Few other recipes require you to place a whole hard-boiled egg, dyed red and with the shell intact, into a soft dough and bake it. None, in fact. What could be the point?
Blame tradition. Greeks are sticklers for it, especially in the diasporas, where we tend to hang on to customs more vigorously than they do in the motherland. Red eggs (the red symbolising Christ's blood) spell Easter to every Greek person. So adorning a tsoureki (or Greek brioche) with them is like putting ornaments on a Christmas tree: without them, it's just a plain old tree. And indeed, this fragrant bread is baked – sans red eggs – at Christmas and New Year and other celebrations, but it's at Easter that it really comes into its own. (Easter is by far the most important and most enthusiastically celebrated religious festival on the Greek Orthodox calendar.) It's most often baked several at a time and given as a gift to family and friends, a blessing for the festive season. Among the countless variations on the recipe are the addition of chocolate as an icing or filling, a scattering of flaked almonds or sesame seeds over the top, or the addition of spice to flavour the dough.

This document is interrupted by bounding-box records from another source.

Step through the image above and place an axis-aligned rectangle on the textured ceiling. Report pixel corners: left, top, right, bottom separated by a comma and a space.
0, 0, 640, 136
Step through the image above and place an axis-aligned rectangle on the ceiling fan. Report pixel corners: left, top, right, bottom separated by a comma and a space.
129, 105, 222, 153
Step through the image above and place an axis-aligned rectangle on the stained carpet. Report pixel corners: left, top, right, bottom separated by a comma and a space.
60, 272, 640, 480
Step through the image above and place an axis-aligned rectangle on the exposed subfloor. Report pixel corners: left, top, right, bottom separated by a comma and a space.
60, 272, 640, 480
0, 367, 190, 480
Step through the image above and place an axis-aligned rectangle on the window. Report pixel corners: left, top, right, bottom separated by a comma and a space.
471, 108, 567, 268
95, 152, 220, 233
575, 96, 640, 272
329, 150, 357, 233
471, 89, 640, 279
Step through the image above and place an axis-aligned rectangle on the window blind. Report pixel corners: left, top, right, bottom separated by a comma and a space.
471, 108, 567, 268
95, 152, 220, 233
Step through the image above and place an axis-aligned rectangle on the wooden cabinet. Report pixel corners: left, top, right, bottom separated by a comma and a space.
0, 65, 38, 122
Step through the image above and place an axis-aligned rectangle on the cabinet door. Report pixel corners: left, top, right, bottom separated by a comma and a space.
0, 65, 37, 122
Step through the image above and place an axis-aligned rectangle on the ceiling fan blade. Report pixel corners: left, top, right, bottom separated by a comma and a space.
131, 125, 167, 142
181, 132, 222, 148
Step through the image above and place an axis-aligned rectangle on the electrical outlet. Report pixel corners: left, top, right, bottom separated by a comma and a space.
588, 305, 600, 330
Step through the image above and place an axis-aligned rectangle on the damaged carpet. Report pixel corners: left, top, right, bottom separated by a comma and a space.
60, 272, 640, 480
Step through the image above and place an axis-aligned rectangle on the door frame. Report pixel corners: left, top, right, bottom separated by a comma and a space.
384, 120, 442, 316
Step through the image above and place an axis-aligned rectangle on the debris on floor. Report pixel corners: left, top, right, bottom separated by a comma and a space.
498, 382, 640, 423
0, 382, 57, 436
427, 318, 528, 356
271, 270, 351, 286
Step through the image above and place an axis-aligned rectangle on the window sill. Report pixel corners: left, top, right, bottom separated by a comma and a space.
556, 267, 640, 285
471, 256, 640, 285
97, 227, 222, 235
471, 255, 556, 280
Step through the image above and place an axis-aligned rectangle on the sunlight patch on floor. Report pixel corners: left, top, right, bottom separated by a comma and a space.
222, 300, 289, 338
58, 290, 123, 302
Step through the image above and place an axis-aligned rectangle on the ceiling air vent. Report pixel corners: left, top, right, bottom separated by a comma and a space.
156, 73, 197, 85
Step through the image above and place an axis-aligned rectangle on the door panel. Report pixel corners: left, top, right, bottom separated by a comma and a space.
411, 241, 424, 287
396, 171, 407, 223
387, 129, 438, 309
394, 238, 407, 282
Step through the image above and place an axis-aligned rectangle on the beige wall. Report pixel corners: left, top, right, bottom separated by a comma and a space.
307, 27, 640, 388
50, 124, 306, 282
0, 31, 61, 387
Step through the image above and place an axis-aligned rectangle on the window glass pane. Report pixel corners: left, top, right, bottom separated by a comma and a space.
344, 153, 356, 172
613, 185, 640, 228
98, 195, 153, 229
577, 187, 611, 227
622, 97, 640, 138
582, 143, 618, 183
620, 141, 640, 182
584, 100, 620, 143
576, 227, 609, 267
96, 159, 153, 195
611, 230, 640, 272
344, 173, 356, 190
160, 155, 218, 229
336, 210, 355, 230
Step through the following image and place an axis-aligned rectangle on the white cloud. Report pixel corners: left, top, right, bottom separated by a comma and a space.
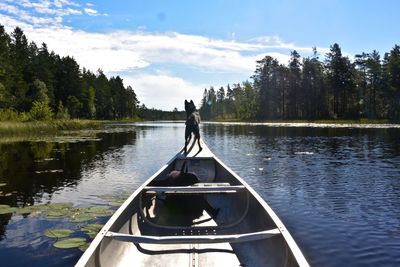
84, 8, 99, 16
124, 74, 207, 111
0, 0, 332, 110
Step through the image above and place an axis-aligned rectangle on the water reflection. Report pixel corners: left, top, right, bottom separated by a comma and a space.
0, 123, 400, 266
204, 125, 400, 266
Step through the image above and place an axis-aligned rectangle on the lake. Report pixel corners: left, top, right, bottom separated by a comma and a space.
0, 122, 400, 266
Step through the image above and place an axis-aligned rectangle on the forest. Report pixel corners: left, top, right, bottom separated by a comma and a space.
200, 43, 400, 121
0, 25, 400, 121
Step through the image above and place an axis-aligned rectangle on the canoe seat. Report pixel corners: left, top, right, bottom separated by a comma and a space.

While cardamom and mastic are sometimes used, the most popular flavouring is mahlepi, an aromatic spice ground from the seeds of the European cherry Prunus mahaleb. A small amount goes a long way, not just in the slightly floral flavour of the bread, but in filling Greek kitchens with the warm, nostalgic smell of Easter.
A plaited loaf or wreath is the most common shape; the plait helps to segment the golden crust so the tsoureki can readily be pulled apart into morsels. The ring shape, like the red eggs that adorn it, relates to Easter's theme of renewal, making the bread ideal for breaking the long Lenten fast. It's light yet luxurious, perfect to eat after the midnight Church service on Easter Saturday, and it eases Orthodox Greeks into Easter Sunday's lamb-on-the-spit after many meat-free weeks. But custom alone doesn't explain why the tsoureki has endured across generations and continents – it's all in the taste.
Step-by-step instructions
Combine flour, yeast and a pinch of salt in the bowl of an electric mixer fitted with a dough hook, form a well in the centre, set aside. Add milk, eggs, sugar, orange rind, mahlepi and 100ml lukewarm water and mix until a soft dough forms (5-7 minutes). Gradually add butter, a little at a time, mixing until a smooth soft dough forms (3-5 minutes), place in a lightly greased bowl, cover with plastic wrap and set aside until doubled in size (40 minutes-1 hour).
Meanwhile, for red Easter eggs, follow instructions on packet to cook and dye eggs then set aside to cool completely.
Knock back dough and divide into 3 pieces. Roll each piece into a 45cm-long cylinder, plait pieces together, then bring ends together to form a wreath and squeeze to join. Place on an oven tray lined with baking paper and set aside to prove slightly (20 minutes).
Preheat oven to 180C. Brush wreath with eggwash, gently push red Easter eggs (unpeeled) into wreath and bake until wreath is golden and cooked through (25-30 minutes). Cool on a wire rack, serve with butter. Greek Easter bread is best eaten the day it's made.